Let's say that you're in the same situation as example 3, but your documents contain lots of tags, but you're only interested in scoring the tags listed in the "Named Entity" task. Furthermore, you're going to import the data into a tool other than Excel, so you want the values calculated for you rather than having embedded equations:

Unix:

% $MAT_PKG_HOME/bin/MATScore --dir /path/to/hyp --ref_dir /path/to/ref \
--ref_fsuff_off '.txt.json' --ref_fsuff_on '.json' \
--csv_output_dir $PWD --no_csv_formulas --by_token --task "Named Entity"

Windows native:

> %MAT_PKG_HOME%\bin\MATScore.cmd --dir c:\path\to\hyp --ref_dir c:\path\to\ref \
--ref_fsuff_off ".txt.json" --ref_fsuff_on ".json" \
--csv_output_dir %CD% --no_csv_formulas --by_token --task "Named Entity"

Example 6

Let's say you're in the same situation as example 3, but your reference documents are XML inline documents, and are of the form file<n>.xml.
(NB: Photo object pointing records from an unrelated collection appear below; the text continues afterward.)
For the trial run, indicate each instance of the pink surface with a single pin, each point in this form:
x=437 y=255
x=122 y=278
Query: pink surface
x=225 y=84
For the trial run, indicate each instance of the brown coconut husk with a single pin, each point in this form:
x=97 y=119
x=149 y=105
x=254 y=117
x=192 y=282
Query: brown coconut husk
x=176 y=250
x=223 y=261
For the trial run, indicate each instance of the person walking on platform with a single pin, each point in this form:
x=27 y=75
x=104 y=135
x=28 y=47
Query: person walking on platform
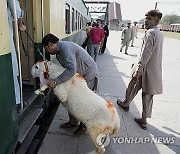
x=75 y=60
x=126 y=37
x=148 y=75
x=96 y=35
x=134 y=34
x=106 y=32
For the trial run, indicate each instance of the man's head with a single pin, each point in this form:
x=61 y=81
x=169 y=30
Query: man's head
x=135 y=23
x=50 y=43
x=98 y=22
x=152 y=18
x=128 y=24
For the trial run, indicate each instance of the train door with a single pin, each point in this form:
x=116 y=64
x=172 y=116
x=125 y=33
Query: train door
x=27 y=46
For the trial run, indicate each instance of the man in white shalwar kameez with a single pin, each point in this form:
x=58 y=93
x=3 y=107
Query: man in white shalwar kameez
x=126 y=37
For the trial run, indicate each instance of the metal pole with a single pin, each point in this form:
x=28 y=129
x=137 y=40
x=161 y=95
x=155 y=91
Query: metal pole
x=18 y=51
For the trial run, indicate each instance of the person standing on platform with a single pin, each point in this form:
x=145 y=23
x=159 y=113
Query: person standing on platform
x=106 y=32
x=148 y=74
x=96 y=35
x=134 y=35
x=75 y=60
x=126 y=37
x=87 y=40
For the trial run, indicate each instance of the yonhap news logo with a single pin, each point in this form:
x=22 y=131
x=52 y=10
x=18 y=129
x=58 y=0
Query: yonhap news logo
x=105 y=140
x=155 y=140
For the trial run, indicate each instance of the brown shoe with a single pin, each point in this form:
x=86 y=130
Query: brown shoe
x=68 y=125
x=80 y=130
x=120 y=103
x=143 y=125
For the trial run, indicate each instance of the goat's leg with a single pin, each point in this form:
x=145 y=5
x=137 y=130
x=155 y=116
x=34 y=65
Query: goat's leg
x=41 y=90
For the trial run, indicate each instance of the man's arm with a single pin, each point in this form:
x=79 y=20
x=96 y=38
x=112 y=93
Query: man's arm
x=146 y=55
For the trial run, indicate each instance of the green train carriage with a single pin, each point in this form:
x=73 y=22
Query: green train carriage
x=65 y=19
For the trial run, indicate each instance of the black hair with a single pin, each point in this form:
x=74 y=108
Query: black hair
x=49 y=38
x=154 y=13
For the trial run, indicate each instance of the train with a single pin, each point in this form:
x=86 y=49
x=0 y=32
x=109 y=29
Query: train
x=64 y=18
x=170 y=27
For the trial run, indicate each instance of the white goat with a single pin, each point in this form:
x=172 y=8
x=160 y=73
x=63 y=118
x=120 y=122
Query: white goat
x=99 y=116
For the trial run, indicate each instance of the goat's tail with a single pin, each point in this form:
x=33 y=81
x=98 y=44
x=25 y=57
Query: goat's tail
x=116 y=126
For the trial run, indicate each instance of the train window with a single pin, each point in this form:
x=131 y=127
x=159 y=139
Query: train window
x=76 y=22
x=73 y=26
x=67 y=28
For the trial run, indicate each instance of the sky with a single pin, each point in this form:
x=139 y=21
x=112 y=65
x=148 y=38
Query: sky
x=134 y=10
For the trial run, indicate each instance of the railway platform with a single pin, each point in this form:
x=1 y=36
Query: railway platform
x=163 y=133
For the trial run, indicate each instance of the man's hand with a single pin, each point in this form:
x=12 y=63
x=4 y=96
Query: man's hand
x=51 y=84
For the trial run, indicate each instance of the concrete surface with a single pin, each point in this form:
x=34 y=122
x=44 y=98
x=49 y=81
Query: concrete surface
x=114 y=71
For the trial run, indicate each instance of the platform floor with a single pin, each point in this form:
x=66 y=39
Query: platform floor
x=114 y=71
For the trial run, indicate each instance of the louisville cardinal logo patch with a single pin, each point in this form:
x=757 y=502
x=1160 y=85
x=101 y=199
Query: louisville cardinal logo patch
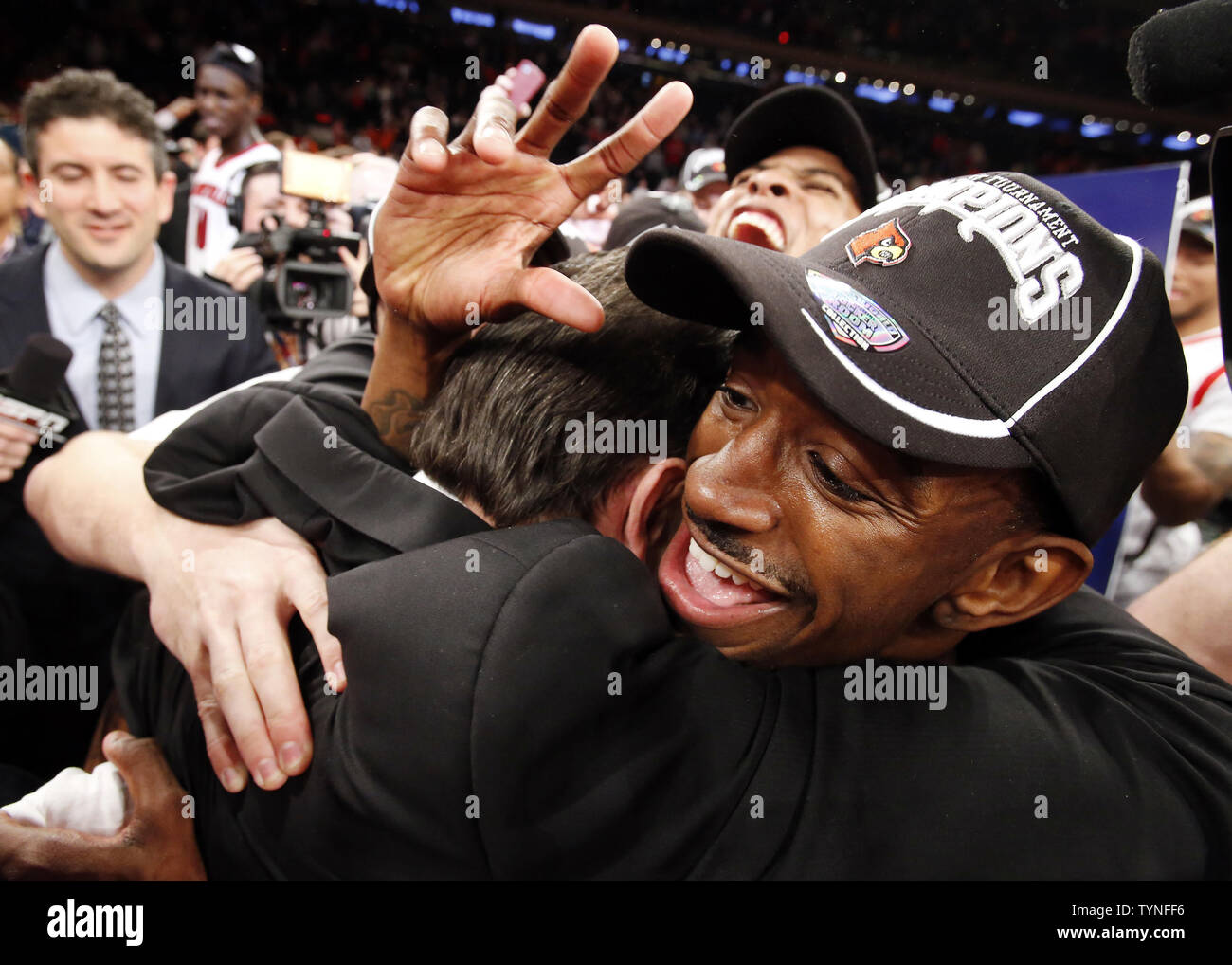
x=886 y=245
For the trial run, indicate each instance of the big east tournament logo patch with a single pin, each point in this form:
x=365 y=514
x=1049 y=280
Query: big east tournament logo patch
x=886 y=245
x=854 y=319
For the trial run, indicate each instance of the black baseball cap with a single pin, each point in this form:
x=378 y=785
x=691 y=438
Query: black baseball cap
x=1198 y=218
x=984 y=321
x=241 y=61
x=702 y=167
x=813 y=118
x=651 y=210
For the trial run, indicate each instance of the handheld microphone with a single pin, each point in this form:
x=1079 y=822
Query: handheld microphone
x=1182 y=54
x=33 y=394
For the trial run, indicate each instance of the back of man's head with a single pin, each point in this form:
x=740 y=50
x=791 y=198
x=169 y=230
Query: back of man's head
x=86 y=94
x=504 y=430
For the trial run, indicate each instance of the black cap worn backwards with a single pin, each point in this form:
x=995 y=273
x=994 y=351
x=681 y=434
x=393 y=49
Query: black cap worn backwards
x=241 y=61
x=984 y=321
x=812 y=118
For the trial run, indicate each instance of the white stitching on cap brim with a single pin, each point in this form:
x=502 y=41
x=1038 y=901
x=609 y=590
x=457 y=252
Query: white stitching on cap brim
x=986 y=428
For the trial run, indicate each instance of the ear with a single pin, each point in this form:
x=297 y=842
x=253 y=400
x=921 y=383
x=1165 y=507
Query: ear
x=637 y=510
x=1017 y=578
x=167 y=196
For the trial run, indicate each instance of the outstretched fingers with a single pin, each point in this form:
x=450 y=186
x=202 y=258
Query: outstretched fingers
x=621 y=152
x=570 y=93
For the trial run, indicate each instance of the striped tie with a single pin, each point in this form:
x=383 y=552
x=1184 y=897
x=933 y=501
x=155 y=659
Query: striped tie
x=115 y=374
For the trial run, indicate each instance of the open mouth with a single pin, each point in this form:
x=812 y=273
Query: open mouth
x=758 y=227
x=710 y=590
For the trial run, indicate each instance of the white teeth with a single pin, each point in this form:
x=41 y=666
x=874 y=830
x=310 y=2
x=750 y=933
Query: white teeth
x=710 y=563
x=768 y=226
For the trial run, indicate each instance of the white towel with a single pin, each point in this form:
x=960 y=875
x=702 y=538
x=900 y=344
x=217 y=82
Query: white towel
x=94 y=803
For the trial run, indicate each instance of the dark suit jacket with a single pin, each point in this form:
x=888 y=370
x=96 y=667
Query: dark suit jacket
x=518 y=705
x=192 y=365
x=66 y=612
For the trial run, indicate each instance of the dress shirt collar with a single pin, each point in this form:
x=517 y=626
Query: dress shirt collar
x=82 y=302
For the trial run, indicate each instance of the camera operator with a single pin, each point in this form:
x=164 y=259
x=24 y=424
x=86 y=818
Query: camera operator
x=276 y=227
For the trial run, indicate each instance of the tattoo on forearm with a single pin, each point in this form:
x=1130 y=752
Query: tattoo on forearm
x=395 y=415
x=1212 y=455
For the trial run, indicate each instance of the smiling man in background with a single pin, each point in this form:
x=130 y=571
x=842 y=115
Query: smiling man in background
x=100 y=177
x=801 y=164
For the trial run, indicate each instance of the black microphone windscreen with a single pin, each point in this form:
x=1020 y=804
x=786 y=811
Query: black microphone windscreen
x=40 y=369
x=1182 y=54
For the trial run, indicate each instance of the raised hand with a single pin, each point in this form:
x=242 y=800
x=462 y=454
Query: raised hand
x=462 y=220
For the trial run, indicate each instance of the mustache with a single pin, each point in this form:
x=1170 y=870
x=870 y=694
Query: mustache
x=722 y=537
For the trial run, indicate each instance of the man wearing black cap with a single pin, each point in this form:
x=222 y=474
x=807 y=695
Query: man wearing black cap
x=228 y=98
x=874 y=481
x=800 y=164
x=703 y=179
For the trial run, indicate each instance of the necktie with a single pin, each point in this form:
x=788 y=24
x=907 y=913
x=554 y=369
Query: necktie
x=115 y=373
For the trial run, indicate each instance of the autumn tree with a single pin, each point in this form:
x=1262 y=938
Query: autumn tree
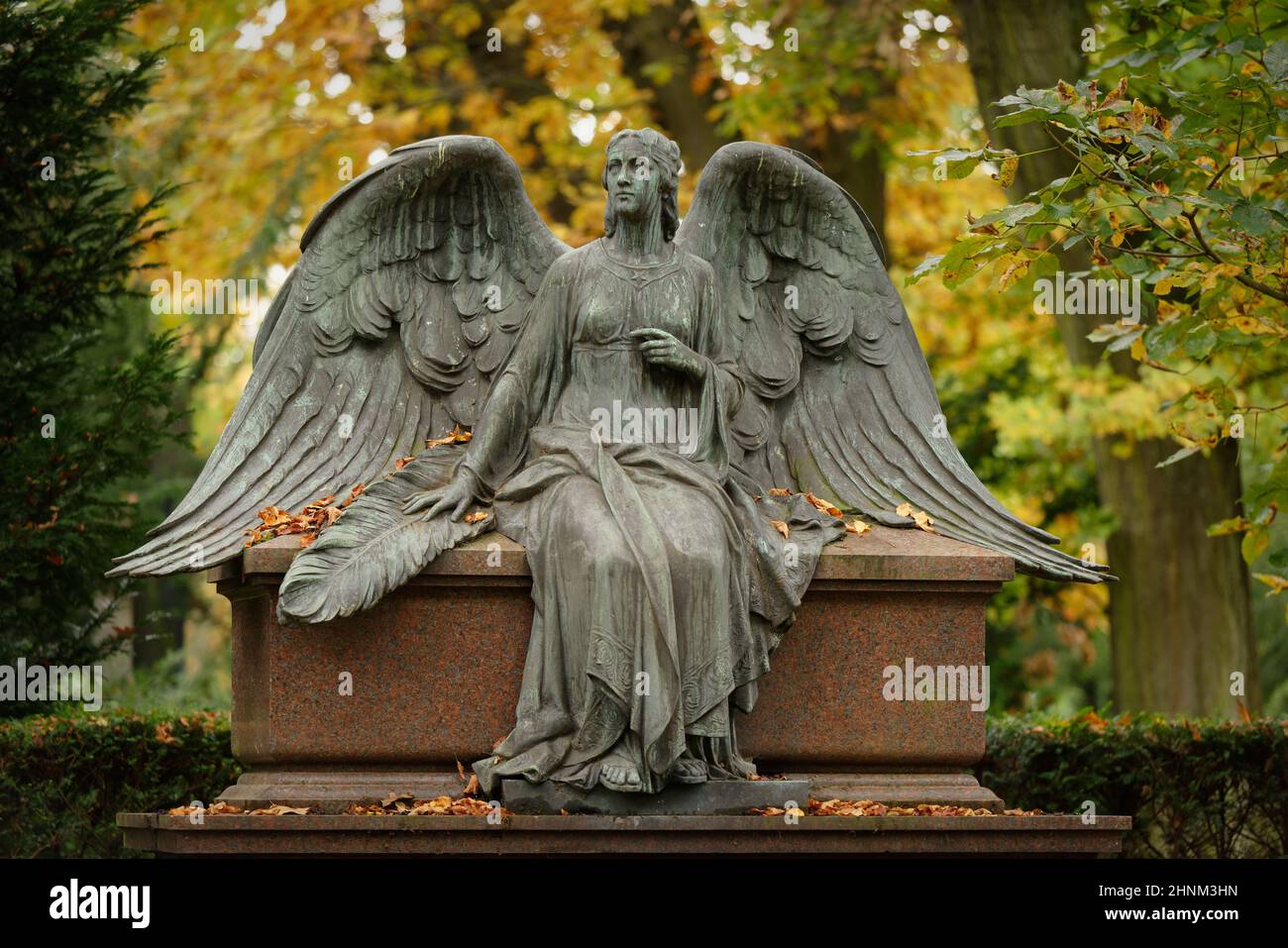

Do this:

Unix:

% $MAT_PKG_HOME/bin/MATScore --dir /path/to/hyp --ref_dir /path/to/ref \
--ref_fsuff_off '.txt.json' --ref_fsuff_on '.xml' \
--csv_output_dir $PWD --oo_separator --by_token --ref_file_type xml-inline

Windows native:

> %MAT_PKG_HOME%\bin\MATScore.cmd --dir c:\path\to\hyp --ref_dir c:\path\to\ref \
--ref_fsuff_off ".txt.json" --ref_fsuff_on ".xml" \
--csv_output_dir %CD% --oo_separator --by_token --ref_file_type xml-inline

Note that --ref_fsuff_on has changed, in addition to adding the --ref_file_type option.